[antlr-interest] ANTLR modification

Sun Oct 23 07:53:10 PDT 2005

> I have made a small modification to the ANTL Token, 
> CommonToken, and CharScanner classes. The changes make it 
> possible to for a Token (and an AST node as well) to have an 
> offset assigned to it that represents the offset from the 
> beginning of the character stream. I have a need for this, 
> and I added and thought others might find it useful as well.

Can the changes be isolated to a CharScanner sub-class and a CommonToken
subclass?

Not everyone needs (or can afford the cost of) the offset data.

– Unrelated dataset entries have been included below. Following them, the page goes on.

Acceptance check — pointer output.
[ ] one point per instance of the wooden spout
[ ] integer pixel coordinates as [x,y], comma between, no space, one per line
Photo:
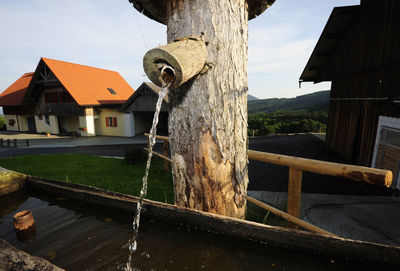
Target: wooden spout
[183,58]
[23,220]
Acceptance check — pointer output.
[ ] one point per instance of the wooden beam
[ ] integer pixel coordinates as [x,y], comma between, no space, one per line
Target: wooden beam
[294,194]
[289,218]
[356,173]
[165,138]
[160,155]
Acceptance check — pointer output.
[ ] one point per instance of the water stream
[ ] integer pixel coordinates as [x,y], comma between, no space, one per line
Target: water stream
[132,244]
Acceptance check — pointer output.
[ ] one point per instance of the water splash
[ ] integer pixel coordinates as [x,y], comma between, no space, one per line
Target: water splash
[132,244]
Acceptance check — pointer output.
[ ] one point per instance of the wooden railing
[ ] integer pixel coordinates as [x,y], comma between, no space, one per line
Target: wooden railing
[9,142]
[296,167]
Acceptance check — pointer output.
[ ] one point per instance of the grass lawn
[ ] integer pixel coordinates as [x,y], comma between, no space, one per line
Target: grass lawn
[106,173]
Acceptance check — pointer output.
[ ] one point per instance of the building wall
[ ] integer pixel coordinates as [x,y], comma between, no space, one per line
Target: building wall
[143,121]
[69,124]
[129,124]
[12,118]
[43,127]
[23,123]
[100,123]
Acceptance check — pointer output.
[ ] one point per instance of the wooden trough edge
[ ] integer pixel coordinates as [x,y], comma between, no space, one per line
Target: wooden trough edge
[269,235]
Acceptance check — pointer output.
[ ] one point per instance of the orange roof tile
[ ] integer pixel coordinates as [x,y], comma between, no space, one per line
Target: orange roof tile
[89,85]
[15,93]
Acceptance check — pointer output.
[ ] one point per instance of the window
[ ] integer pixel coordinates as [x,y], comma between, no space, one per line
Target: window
[47,119]
[111,122]
[112,91]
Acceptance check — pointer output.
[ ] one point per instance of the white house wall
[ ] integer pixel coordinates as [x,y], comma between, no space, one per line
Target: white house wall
[129,124]
[7,119]
[142,122]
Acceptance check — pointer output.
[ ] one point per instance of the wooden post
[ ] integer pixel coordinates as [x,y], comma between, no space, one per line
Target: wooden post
[294,194]
[208,114]
[165,146]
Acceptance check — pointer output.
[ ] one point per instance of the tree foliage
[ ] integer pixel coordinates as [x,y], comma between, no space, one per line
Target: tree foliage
[284,122]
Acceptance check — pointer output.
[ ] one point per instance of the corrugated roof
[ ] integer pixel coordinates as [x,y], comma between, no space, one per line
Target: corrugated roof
[331,35]
[15,93]
[89,85]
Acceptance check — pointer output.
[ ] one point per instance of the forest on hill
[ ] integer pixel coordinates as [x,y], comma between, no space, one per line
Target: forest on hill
[303,114]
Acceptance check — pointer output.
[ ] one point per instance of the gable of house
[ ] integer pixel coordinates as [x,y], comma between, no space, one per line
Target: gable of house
[14,94]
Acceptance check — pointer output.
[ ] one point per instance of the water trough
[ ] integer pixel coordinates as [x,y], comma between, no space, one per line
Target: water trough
[258,238]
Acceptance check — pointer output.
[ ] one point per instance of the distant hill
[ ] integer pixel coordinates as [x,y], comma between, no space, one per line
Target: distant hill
[317,101]
[251,98]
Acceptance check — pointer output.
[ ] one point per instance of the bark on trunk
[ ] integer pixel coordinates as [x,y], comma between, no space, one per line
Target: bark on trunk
[208,116]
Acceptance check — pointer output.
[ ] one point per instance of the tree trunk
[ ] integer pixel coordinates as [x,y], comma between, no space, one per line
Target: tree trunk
[208,116]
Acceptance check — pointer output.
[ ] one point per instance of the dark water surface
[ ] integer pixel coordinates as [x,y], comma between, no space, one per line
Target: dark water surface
[78,236]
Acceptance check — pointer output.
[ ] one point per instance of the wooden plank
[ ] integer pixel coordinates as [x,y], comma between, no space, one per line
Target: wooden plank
[160,155]
[356,173]
[289,218]
[227,226]
[165,138]
[294,194]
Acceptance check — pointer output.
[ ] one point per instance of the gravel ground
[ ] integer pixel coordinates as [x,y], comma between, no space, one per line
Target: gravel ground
[263,177]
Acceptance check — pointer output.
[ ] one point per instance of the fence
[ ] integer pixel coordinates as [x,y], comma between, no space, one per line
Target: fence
[296,167]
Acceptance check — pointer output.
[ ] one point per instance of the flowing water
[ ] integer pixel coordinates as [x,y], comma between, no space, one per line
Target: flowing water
[76,235]
[132,243]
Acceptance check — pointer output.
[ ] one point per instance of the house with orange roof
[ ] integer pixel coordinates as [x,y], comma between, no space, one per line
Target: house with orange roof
[67,98]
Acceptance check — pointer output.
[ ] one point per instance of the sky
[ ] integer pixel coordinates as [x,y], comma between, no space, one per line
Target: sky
[111,34]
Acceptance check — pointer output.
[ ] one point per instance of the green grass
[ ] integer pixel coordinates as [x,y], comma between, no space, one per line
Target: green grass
[106,173]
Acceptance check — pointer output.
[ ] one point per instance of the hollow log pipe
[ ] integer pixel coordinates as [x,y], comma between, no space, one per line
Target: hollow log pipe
[356,173]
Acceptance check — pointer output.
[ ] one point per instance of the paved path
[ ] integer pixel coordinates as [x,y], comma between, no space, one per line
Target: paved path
[269,177]
[367,218]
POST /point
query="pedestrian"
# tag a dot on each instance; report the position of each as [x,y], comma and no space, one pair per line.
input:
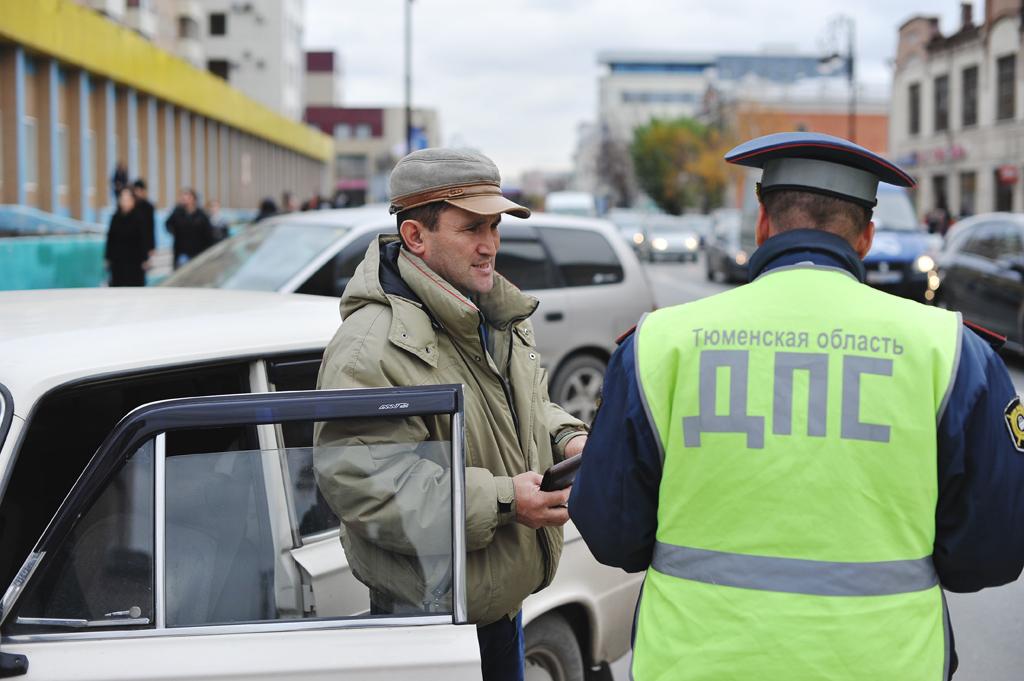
[190,228]
[460,323]
[147,215]
[127,246]
[119,179]
[802,464]
[266,209]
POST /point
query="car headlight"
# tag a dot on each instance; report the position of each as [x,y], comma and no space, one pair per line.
[924,263]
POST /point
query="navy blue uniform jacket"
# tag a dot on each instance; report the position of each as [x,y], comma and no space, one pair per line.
[979,521]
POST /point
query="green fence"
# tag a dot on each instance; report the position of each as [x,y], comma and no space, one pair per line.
[49,262]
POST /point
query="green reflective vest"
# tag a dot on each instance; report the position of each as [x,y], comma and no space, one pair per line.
[796,515]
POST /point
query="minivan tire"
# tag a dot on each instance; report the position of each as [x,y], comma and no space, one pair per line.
[552,650]
[578,385]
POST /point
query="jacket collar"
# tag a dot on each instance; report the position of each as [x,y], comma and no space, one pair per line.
[799,246]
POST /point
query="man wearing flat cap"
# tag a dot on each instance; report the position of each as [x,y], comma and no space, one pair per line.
[806,462]
[427,307]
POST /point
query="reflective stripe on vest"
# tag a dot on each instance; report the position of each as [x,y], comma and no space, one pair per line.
[795,576]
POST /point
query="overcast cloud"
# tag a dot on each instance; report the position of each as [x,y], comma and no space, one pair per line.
[514,78]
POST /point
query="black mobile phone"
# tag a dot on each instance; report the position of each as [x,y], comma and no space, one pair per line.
[561,474]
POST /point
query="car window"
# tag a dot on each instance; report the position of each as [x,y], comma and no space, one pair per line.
[103,572]
[983,242]
[524,262]
[67,427]
[583,257]
[332,279]
[310,511]
[263,257]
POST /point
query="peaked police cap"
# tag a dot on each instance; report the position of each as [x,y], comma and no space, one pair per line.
[819,163]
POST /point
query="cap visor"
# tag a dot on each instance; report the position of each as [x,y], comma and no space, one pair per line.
[489,205]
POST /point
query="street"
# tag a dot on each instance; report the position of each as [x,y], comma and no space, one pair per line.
[987,626]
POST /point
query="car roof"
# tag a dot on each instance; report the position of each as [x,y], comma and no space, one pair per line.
[53,337]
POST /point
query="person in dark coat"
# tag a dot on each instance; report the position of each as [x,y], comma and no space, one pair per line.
[127,246]
[146,214]
[190,227]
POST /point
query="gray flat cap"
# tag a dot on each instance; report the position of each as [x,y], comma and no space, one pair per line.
[460,177]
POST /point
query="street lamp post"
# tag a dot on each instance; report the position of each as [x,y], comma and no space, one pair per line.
[409,76]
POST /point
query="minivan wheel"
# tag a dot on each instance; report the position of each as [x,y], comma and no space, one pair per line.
[578,385]
[552,650]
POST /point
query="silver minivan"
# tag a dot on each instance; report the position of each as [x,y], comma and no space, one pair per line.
[590,284]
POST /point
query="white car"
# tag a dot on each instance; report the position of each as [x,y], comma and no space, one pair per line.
[590,285]
[159,516]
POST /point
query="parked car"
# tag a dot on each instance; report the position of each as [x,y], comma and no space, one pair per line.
[902,255]
[726,253]
[159,515]
[981,273]
[590,285]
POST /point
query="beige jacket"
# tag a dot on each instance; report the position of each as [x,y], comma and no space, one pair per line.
[388,482]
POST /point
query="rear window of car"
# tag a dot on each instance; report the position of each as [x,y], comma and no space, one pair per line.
[583,257]
[263,257]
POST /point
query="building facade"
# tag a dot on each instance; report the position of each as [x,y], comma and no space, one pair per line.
[957,111]
[80,93]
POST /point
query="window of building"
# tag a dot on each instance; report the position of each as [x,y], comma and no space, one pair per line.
[218,24]
[941,103]
[31,153]
[1005,90]
[969,99]
[969,187]
[913,95]
[218,68]
[1004,192]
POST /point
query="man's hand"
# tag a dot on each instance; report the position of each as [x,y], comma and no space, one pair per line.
[576,445]
[539,509]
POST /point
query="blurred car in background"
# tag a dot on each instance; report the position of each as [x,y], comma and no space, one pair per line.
[725,254]
[981,273]
[590,284]
[902,257]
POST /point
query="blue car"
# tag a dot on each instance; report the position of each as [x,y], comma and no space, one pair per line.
[902,257]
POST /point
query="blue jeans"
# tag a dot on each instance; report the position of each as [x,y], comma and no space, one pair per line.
[502,649]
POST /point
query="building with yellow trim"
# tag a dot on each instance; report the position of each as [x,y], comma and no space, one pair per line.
[80,92]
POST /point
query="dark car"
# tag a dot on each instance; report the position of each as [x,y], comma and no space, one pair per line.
[902,257]
[981,273]
[726,251]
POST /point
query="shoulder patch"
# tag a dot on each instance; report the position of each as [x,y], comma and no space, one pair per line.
[626,334]
[1014,415]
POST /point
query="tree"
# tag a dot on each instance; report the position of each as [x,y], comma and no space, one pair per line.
[679,164]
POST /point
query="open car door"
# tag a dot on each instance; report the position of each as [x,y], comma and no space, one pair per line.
[169,559]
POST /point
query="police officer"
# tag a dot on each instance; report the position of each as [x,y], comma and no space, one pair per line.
[803,464]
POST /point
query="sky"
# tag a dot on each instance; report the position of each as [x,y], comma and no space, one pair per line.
[514,78]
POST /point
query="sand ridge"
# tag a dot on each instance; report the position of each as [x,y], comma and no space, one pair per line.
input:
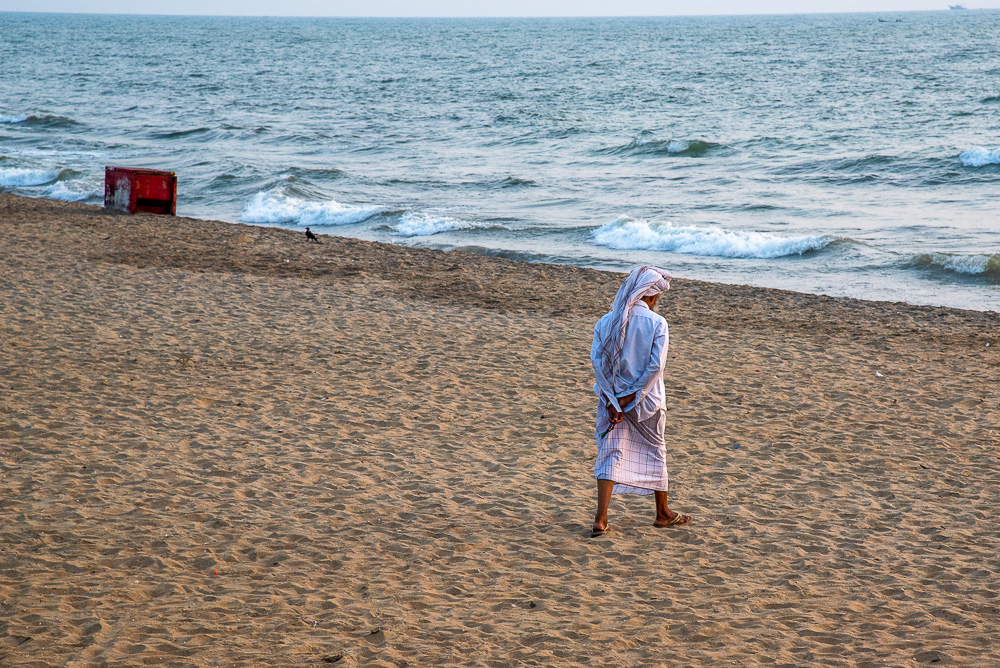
[373,455]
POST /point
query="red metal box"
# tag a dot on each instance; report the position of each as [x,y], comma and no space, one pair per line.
[129,189]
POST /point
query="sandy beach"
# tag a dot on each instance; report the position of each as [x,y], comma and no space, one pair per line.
[222,446]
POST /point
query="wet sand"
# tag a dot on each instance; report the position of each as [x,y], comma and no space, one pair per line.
[222,446]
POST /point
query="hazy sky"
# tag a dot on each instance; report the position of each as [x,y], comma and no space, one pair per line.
[481,7]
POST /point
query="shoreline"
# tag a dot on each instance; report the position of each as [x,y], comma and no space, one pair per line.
[223,446]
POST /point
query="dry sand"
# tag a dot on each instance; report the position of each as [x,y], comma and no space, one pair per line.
[222,446]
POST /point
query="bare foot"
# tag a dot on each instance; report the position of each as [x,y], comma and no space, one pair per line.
[671,520]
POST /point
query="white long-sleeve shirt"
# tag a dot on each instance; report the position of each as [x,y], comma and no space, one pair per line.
[644,356]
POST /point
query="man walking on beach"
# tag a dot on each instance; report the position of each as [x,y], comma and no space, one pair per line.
[628,354]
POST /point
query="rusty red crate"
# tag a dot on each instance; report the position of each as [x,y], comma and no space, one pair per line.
[130,189]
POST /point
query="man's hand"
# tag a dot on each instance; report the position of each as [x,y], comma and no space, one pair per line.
[614,415]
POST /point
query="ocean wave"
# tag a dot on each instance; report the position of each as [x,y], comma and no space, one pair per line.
[976,265]
[70,191]
[276,209]
[514,182]
[43,120]
[670,147]
[177,134]
[24,177]
[977,156]
[424,224]
[634,234]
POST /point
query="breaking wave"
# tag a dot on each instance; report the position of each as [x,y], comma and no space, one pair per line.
[44,120]
[987,266]
[424,224]
[70,191]
[276,209]
[634,234]
[977,156]
[670,147]
[22,177]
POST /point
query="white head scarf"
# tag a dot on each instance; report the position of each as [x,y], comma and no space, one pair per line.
[645,281]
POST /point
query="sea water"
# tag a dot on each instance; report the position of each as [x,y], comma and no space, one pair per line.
[852,154]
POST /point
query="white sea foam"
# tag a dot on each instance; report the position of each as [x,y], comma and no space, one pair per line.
[634,234]
[673,145]
[424,224]
[70,191]
[20,177]
[278,209]
[977,156]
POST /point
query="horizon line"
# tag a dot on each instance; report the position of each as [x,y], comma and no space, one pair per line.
[467,17]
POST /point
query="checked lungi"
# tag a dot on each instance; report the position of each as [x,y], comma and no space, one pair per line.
[633,454]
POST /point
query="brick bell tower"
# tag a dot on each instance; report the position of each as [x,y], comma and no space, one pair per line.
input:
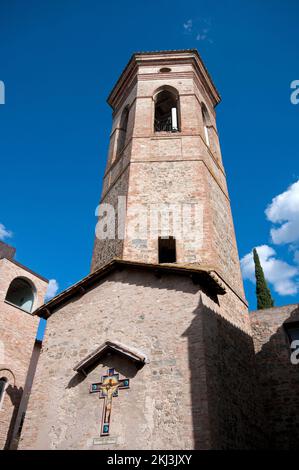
[164,152]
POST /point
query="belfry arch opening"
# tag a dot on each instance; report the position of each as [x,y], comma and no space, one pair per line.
[122,131]
[21,294]
[166,110]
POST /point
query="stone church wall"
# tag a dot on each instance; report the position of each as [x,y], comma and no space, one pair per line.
[18,331]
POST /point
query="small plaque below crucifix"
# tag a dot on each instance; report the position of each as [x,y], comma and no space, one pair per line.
[108,388]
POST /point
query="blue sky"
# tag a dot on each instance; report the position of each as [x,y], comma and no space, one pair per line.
[60,59]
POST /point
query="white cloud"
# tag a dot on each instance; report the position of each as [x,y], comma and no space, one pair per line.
[280,274]
[4,233]
[52,289]
[284,210]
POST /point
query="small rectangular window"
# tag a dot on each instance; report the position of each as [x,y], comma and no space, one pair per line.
[167,250]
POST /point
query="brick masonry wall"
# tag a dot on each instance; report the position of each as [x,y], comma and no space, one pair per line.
[18,332]
[169,404]
[278,379]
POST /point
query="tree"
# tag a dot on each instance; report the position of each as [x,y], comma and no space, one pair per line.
[263,294]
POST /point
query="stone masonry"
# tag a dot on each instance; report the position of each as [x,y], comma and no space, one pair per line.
[18,331]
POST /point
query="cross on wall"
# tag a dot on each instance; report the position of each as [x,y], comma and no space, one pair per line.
[108,388]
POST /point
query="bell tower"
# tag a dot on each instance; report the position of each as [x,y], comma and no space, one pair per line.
[164,164]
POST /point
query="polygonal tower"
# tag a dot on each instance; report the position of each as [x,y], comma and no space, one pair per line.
[164,158]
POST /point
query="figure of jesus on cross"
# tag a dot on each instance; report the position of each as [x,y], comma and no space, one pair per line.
[108,388]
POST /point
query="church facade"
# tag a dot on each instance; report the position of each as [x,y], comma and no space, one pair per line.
[155,348]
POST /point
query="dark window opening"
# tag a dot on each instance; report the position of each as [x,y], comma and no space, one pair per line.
[122,131]
[20,293]
[166,112]
[167,250]
[292,331]
[3,383]
[206,123]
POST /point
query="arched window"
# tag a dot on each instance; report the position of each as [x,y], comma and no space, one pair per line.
[206,123]
[167,110]
[3,385]
[21,294]
[122,131]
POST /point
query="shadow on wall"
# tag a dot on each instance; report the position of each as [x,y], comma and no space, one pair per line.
[225,408]
[279,386]
[15,394]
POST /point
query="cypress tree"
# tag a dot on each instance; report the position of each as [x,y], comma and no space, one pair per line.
[263,294]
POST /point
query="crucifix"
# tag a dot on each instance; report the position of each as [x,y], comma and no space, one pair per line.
[108,388]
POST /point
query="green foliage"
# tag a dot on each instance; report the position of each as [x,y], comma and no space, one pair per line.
[263,294]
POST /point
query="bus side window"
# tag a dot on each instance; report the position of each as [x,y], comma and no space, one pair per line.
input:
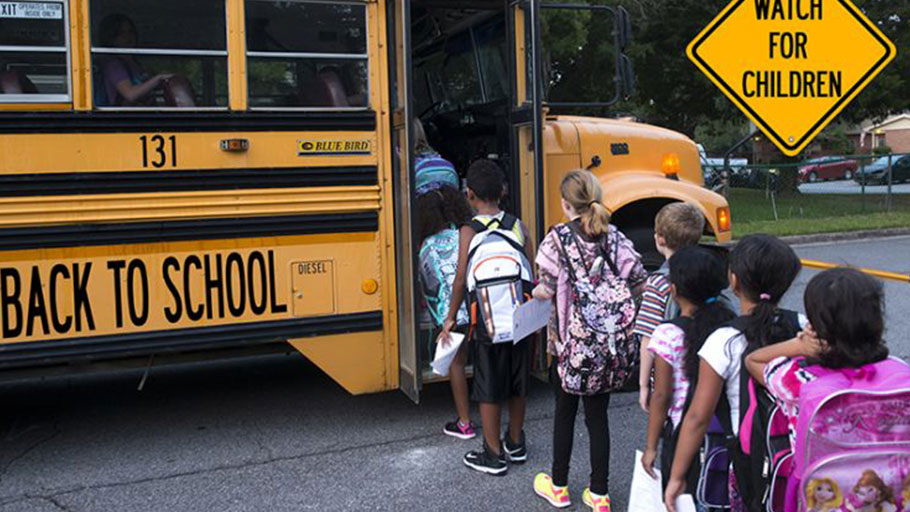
[33,59]
[166,53]
[324,66]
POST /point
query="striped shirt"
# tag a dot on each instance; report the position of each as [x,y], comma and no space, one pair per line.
[654,302]
[668,342]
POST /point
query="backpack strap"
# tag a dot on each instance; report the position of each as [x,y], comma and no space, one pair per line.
[478,226]
[570,265]
[507,222]
[603,248]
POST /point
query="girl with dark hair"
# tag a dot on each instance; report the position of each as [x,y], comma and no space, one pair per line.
[442,212]
[125,82]
[846,322]
[697,278]
[762,268]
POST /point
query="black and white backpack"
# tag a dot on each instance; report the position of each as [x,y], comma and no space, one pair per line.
[499,278]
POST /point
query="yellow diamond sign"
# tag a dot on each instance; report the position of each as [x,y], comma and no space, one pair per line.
[791,65]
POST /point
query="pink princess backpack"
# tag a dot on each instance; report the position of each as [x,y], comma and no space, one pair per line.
[852,448]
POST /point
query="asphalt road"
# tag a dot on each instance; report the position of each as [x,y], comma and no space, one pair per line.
[850,187]
[275,434]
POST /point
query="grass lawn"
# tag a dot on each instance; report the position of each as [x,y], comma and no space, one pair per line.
[814,213]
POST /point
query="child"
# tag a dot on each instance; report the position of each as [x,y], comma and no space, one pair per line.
[563,257]
[676,225]
[697,278]
[762,268]
[501,370]
[441,211]
[846,323]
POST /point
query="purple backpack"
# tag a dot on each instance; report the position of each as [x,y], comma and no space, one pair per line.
[852,448]
[599,352]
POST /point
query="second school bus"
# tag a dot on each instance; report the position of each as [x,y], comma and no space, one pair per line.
[223,177]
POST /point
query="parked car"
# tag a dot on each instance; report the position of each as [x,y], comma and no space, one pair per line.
[827,168]
[713,167]
[876,173]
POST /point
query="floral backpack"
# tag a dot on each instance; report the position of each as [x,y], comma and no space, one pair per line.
[598,352]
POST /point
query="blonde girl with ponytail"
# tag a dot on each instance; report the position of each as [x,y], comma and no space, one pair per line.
[582,197]
[594,239]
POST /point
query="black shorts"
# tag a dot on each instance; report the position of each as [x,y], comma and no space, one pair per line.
[501,370]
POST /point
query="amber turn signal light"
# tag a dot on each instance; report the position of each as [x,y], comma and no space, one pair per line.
[723,218]
[235,145]
[669,165]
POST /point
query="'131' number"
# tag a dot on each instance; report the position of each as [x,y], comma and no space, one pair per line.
[156,146]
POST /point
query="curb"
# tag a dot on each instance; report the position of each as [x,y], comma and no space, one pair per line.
[845,236]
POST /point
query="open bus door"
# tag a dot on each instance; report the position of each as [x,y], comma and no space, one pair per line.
[399,34]
[526,119]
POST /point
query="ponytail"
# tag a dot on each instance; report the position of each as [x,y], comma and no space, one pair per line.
[700,276]
[596,219]
[583,192]
[764,267]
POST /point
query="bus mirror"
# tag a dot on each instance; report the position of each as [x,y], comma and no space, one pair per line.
[626,75]
[623,28]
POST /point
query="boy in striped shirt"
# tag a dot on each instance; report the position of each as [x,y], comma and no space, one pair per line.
[676,225]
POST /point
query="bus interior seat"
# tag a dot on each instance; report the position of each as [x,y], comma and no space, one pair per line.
[178,92]
[326,90]
[15,82]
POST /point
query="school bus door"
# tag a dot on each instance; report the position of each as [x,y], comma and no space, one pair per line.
[399,34]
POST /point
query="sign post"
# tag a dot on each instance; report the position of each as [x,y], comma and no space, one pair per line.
[791,65]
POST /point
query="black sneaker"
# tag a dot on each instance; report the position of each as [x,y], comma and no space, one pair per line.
[459,430]
[516,453]
[486,461]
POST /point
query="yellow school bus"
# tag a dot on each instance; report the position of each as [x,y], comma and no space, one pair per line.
[183,180]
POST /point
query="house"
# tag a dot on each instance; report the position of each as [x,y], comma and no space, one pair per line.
[893,132]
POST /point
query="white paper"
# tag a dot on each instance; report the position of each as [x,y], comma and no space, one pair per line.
[530,317]
[445,354]
[646,494]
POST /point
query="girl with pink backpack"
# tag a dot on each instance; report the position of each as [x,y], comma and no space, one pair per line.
[847,402]
[762,268]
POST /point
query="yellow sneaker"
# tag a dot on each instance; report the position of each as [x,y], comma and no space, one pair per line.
[596,502]
[556,496]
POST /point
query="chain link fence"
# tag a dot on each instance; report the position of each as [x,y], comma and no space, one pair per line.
[816,189]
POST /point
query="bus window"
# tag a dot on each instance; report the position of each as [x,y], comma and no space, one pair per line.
[579,55]
[34,50]
[167,53]
[321,66]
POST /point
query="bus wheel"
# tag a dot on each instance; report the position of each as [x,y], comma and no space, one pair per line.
[643,238]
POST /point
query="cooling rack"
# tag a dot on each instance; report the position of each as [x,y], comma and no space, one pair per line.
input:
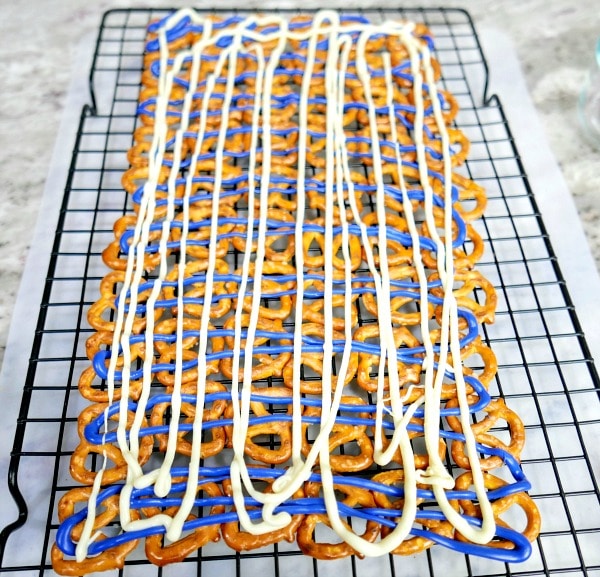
[545,368]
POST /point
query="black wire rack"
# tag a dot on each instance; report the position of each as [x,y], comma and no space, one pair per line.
[545,369]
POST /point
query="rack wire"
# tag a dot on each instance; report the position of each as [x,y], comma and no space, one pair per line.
[545,369]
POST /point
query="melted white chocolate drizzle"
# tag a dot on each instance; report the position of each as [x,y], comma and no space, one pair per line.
[339,194]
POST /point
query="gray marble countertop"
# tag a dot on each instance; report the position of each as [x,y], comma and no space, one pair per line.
[554,40]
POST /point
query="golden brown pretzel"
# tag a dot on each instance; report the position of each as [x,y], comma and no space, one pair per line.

> The changes include added a virtual getOffset/setOffset 
> method to the Token class, and re-implementing these in the 
> CommonToken class. The CharScanner class has a new member var 
> "offset" that is initially set to 0 in it's constructor(s) 
> and then incremented for each call of the
> consume() method. This is member is then used when the 
> CharScanner creates a new Token in the makeToken() method. 
> The Token is then assigned this value by calling the Token's 
> setOffset() method.
> 
> Would there be any interest in having this merged into the 
> general ANTLR codebase? If so, what's the best way to submit this?

Problems I see with this. 
1. Lexer state isn't stored in CharScanner. There is a separate class for
it.
2. Not everyone needs (or can afford) the overhead of both line/col and
offest tracking. Perhaps a more generic mechanism for specifying (perhaps on
construction) whether to track offsets, line/col or both?

Cheers,

Micheal